Recent hypervisor f/w has provided a powerful new feature: the ability
to convey page size bits along with a real address (RA). This gives us
the opportunity to avoid using the TLB/TSB as a parameter passing
mechanism and we can use this to avoid using virtual addresses at all
in a DAX ccb. We now use this mechanism to set the page size for
dax_alloc memory to 4mb even if the underlying h/w page size for the
memory is much larger. Memory allocated by the application via
conventional methods is not affected.
This HV feature is available on M7 f/w with minor number 1, so this is
used to determine if the driver can provide the memory allocation
service. If the feature is not available, DAX will still work, but all
the responsibility for memory allocation falls back to the
application.
The sudden ENOACCESS errors are a result of another hypervisor change.
Newest HV firmware has begun to enforce the privileged flag (bit 14)
in arg2 of the ccb_submit hypercall. This flag is described in the API
wiki as "CCB virtual addresses are treated as privileged" and in the
VM spec as "Virtual addresses within CCBs are translated in privileged
context". The explanation given later in the VM spec is that if a CCB
contains any virtual address whose TTE has the priv bit set
(_PAGE_P_4V), then the priv flag in the ccb_submit api must also be
set, or else the hypervisor will refuse to perform the translation,
and an ENOACCESS error will be thrown. Since privileged virtual
addresses are no longer used as a result of this very commit, this
problem simply disappears.
Signed-off-by: Rob Gardner <rob.gardner@oracle.com>
Reviewed-by: Jonathan Helman <jonathan.helman@oracle.com>
Signed-off-by: Allen Pais <allen.pais@oracle.com>
#include "ccb.h"
#include "sys_dax.h"
-extern bool dax_no_flow_ctl;
+extern bool dax_no_flow_ctl, dax_no_ra_pgsz;
extern int dax_debug;
extern atomic_t dax_alloc_counter;
extern atomic_t dax_actual_mem;
#define CCB_HDR(ccb) ((struct ccb_hdr *)(ccb))

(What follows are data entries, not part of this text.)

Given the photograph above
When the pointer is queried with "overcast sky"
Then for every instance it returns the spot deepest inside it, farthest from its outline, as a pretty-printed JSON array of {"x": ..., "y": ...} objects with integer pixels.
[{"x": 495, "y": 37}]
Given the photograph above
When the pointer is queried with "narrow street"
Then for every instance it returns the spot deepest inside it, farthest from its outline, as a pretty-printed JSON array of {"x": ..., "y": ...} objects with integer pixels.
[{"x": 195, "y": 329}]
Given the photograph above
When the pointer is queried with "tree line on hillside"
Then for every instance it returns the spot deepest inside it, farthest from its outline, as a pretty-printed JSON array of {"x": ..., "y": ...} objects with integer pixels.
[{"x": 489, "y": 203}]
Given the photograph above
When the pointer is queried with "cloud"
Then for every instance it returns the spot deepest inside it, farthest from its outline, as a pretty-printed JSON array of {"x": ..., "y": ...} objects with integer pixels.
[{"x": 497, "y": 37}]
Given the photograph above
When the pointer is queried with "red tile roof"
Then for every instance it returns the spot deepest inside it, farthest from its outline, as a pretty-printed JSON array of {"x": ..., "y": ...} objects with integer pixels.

#define IS_LONG_CCB(ccb) ((CCB_HDR(ccb))->sync_flags & CCB_SYNC_LONGCCB)
/* VM spec 36.2.1.1.8 & 36.2.1.2 / PRM 23.7.1 */
-#define NO_PAGE_RANGE_CHECK (0xfLL << 56)
+#define PAGE_CHECK_SHIFT 56
+#define NO_PAGE_RANGE 0xfLL
+#define NO_PAGE_RANGE_CHECK (NO_PAGE_RANGE << PAGE_CHECK_SHIFT)
+#define CHECK_4MB_PAGE_RANGE (_PAGE_SZ4MB_4V << PAGE_CHECK_SHIFT)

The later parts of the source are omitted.